The Cognito session expires after SDK version updated to V2

[bhavik45]

Describe the bug I have implemented AWS Cognito login using AWS SDK Android.

It works well in other cases but when I kill the app and relaunch it, The session expires and it goes into the getAuthenticationDetails method after updating the library versions.

It was working fine before updating the AWS SDK and Amplify SDK. The issue arises after updating AWS SDK from 2.35.0 to 2.71.0 and Amplify SDK from 1.36.2 to 2.8.4.

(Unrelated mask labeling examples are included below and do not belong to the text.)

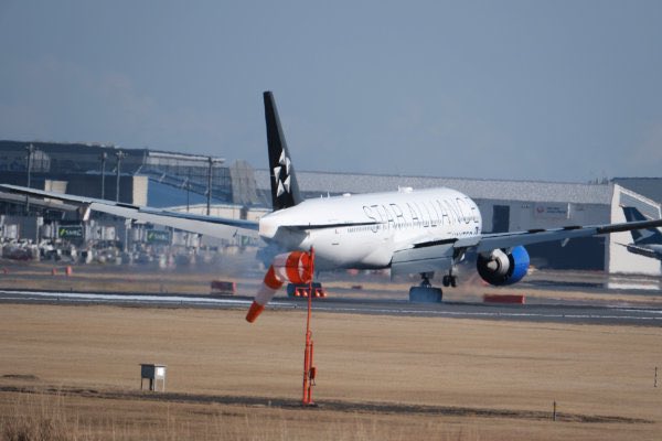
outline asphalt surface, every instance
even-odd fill
[[[0,303],[113,304],[146,308],[247,310],[248,297],[169,295],[0,290]],[[275,298],[268,309],[305,309],[305,299]],[[662,308],[535,303],[412,303],[402,300],[325,298],[313,300],[313,311],[350,314],[478,319],[515,322],[662,326]],[[268,311],[267,311],[268,312]]]

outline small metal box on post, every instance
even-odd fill
[[[161,391],[166,391],[166,365],[140,364],[140,390],[143,380],[149,380],[149,390],[157,390],[157,381],[161,380]]]

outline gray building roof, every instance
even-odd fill
[[[575,204],[610,205],[613,184],[578,184],[537,181],[471,180],[459,178],[388,176],[381,174],[351,174],[297,171],[299,186],[308,195],[342,193],[372,193],[395,191],[398,186],[429,189],[446,186],[477,200],[569,202]],[[255,180],[260,190],[269,189],[268,170],[256,170]]]
[[[615,178],[611,182],[662,204],[662,178]]]

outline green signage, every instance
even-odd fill
[[[170,244],[170,232],[150,229],[147,232],[147,241],[149,244]]]
[[[83,227],[81,225],[65,225],[57,228],[57,237],[61,239],[82,239]]]

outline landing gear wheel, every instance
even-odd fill
[[[430,283],[430,278],[427,273],[424,272],[420,275],[420,277],[423,278],[419,284],[420,288],[433,288],[433,283]]]

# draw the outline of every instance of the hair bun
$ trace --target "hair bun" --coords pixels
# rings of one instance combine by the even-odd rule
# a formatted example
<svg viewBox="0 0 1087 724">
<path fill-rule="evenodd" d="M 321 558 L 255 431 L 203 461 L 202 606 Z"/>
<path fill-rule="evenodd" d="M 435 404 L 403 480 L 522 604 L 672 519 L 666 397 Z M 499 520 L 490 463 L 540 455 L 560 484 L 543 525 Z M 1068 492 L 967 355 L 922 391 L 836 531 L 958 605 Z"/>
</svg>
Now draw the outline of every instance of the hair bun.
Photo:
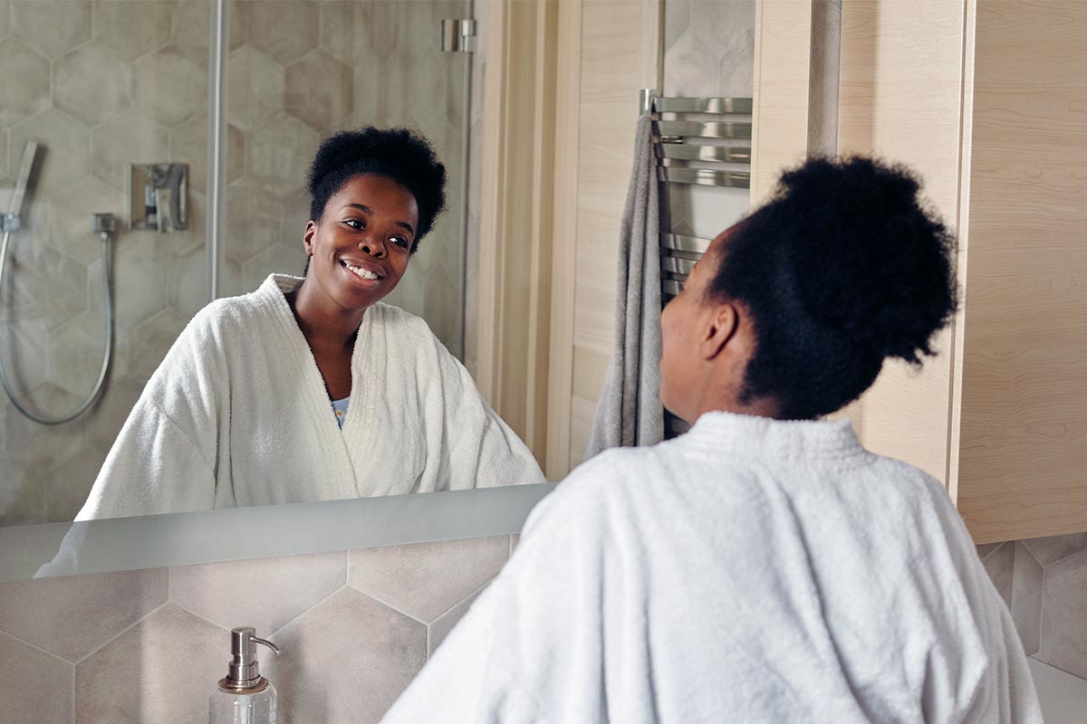
<svg viewBox="0 0 1087 724">
<path fill-rule="evenodd" d="M 802 243 L 788 251 L 810 317 L 911 363 L 933 354 L 930 338 L 955 307 L 954 239 L 919 202 L 920 187 L 909 169 L 861 157 L 810 161 L 778 187 L 809 209 L 797 219 Z"/>
</svg>

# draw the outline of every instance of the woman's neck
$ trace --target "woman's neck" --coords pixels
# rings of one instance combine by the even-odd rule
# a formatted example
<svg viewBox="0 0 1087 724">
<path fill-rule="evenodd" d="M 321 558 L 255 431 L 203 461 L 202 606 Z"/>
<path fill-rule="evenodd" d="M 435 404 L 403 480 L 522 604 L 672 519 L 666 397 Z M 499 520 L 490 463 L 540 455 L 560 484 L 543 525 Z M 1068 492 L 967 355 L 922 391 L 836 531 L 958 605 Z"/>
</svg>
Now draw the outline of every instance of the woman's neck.
<svg viewBox="0 0 1087 724">
<path fill-rule="evenodd" d="M 366 309 L 345 309 L 324 297 L 315 284 L 308 282 L 309 278 L 285 295 L 307 341 L 311 346 L 354 346 L 354 338 Z"/>
</svg>

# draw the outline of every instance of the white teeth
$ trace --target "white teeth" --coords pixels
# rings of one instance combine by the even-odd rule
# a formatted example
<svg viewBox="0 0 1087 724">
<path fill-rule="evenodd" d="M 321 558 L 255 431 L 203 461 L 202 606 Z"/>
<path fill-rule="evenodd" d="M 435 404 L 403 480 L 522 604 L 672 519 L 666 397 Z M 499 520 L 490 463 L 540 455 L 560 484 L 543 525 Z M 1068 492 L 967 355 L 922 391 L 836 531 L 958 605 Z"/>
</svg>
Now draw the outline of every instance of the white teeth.
<svg viewBox="0 0 1087 724">
<path fill-rule="evenodd" d="M 350 269 L 351 272 L 354 274 L 357 277 L 362 277 L 363 279 L 372 279 L 372 280 L 380 279 L 380 277 L 378 277 L 373 271 L 370 271 L 368 269 L 363 269 L 362 267 L 352 266 L 347 262 L 343 262 L 343 266 Z"/>
</svg>

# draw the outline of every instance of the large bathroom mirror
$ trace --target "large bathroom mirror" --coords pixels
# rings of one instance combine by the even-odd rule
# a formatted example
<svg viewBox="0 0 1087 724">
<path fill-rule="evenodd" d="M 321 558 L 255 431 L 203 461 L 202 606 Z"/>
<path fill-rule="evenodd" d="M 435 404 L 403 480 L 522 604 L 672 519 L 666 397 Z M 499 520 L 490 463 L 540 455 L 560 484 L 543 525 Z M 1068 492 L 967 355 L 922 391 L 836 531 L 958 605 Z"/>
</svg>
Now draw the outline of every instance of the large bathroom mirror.
<svg viewBox="0 0 1087 724">
<path fill-rule="evenodd" d="M 111 364 L 87 414 L 42 425 L 0 397 L 0 579 L 59 549 L 83 557 L 51 571 L 71 573 L 520 530 L 550 484 L 65 521 L 193 315 L 302 272 L 307 165 L 322 138 L 363 124 L 417 129 L 448 169 L 448 211 L 387 301 L 426 320 L 561 479 L 583 459 L 610 357 L 639 89 L 750 96 L 754 18 L 754 0 L 0 0 L 0 56 L 21 74 L 0 99 L 0 212 L 39 147 L 0 280 L 0 360 L 32 415 L 70 415 L 96 386 L 103 233 L 114 288 Z M 187 165 L 185 228 L 160 232 L 145 213 L 150 228 L 129 229 L 129 166 L 170 163 Z M 174 204 L 173 224 L 168 191 L 142 201 Z M 744 213 L 746 190 L 724 204 L 713 191 L 671 198 L 675 229 L 710 237 Z"/>
<path fill-rule="evenodd" d="M 445 164 L 447 211 L 384 301 L 472 370 L 470 0 L 14 0 L 0 13 L 5 67 L 21 68 L 0 99 L 0 526 L 71 521 L 192 317 L 272 272 L 303 274 L 307 170 L 337 130 L 407 126 Z M 166 164 L 184 176 L 150 182 Z"/>
</svg>

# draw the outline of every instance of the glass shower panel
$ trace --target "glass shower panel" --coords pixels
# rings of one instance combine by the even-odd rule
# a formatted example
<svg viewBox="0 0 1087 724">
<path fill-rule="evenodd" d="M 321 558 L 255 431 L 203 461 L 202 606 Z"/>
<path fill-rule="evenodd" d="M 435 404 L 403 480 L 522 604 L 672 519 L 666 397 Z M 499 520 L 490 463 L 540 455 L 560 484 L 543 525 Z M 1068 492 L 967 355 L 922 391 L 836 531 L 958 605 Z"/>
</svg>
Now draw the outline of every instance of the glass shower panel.
<svg viewBox="0 0 1087 724">
<path fill-rule="evenodd" d="M 74 410 L 103 351 L 92 213 L 117 218 L 112 366 L 95 407 L 42 427 L 0 395 L 0 525 L 72 520 L 166 350 L 207 302 L 208 0 L 0 2 L 0 213 L 27 142 L 41 147 L 10 238 L 0 357 L 20 402 Z M 127 229 L 132 163 L 189 164 L 189 226 Z"/>
<path fill-rule="evenodd" d="M 408 126 L 448 174 L 447 212 L 386 301 L 429 323 L 462 356 L 465 82 L 471 55 L 442 52 L 442 18 L 467 0 L 243 0 L 230 5 L 226 223 L 221 294 L 273 272 L 301 275 L 308 165 L 328 135 Z"/>
</svg>

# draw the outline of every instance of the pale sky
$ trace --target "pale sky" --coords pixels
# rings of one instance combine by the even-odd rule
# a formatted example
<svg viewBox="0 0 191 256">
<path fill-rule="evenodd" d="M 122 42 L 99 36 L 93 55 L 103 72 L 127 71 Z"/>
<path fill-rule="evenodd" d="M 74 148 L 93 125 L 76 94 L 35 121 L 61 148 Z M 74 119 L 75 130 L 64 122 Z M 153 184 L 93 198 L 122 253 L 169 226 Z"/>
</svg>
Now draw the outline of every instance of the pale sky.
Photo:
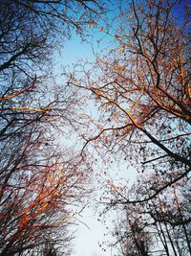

I have two instances of the same project one is staging and one is production. It works well in my Staging instance but not working in production. The version is the same in both cases. Everything at the code level is identical in both the instances so the cognito and Userpool settings. So not sure what the issue can be.

A code sample:

pool.getUser(userId).getSessionInBackground(new AuthenticationHandler() {
            @Override
            public void onSuccess(CognitoUserSession userSession, CognitoDevice newDevice) {
                token = userSession.getAccessToken().getJWTToken();
                semaphore.release();
            }

            @Override
            public void getAuthenticationDetails(AuthenticationContinuation authenticationContinuation, String userId) {
                lastTokenRetrievalFailureMessage = "Cognito Userpools is not signed-in";
                Log.d("Cognito", "getAuthenticationDetails: ");
                semaphore.release();
            }

            @Override
            public void getMFACode(MultiFactorAuthenticationContinuation continuation) {
                lastTokenRetrievalFailureMessage = "Cognito Userpools is not signed-in";
                Log.d("TAG", "getMFACode: ");
                semaphore.release();
            }

            @Override
            public void authenticationChallenge(ChallengeContinuation continuation) {
                lastTokenRetrievalFailureMessage = "Cognito Userpools is not signed-in";
                Log.d("TAG", "authenticationChallenge: ");
                semaphore.release();
            }

            @Override
            public void onFailure(Exception exception) {
                //lastTokenRetrievalFailureMessage = "Cognito Userpools failed to get session";
//                FirebaseCrashlytics.getInstance().recordException(exception);
                semaphore.release();
            }
        });

Which AWS service(s) are affected? aws-auth-cognito

Environment Information (please complete the following information):

• AWS Android SDK Version: 2.71.0
• AWS Amplify Android SDK version: 2.8.4
• Specific to simulators: No

[tylerjroach]

@bhavik45 What use case are you attempting to solve by using both the AWS Android SDK and Amplify v2 at the same time?

These 2 libraries are not compatible with each other. Amplify v1 uses the AWS Android SDK under the hood, but in Amplify v2, we are using the newer Kotlin SDK. Amplify v2 runs a data migration on AWS Android SDK data, rendering the SDK in an unusable state.

If Amplify Android v2 and the Kotlin SDK escape hatch does not fit a use case you are trying to solve, please follow up.

[bhavik45]

@tylerjroach I have used AWS SDK for login and managing sessions. And I used Amplify methods for storage. Now I've updated both library versions but after updating Amplify library(aws-auth-cognito) session is not being maintained properly.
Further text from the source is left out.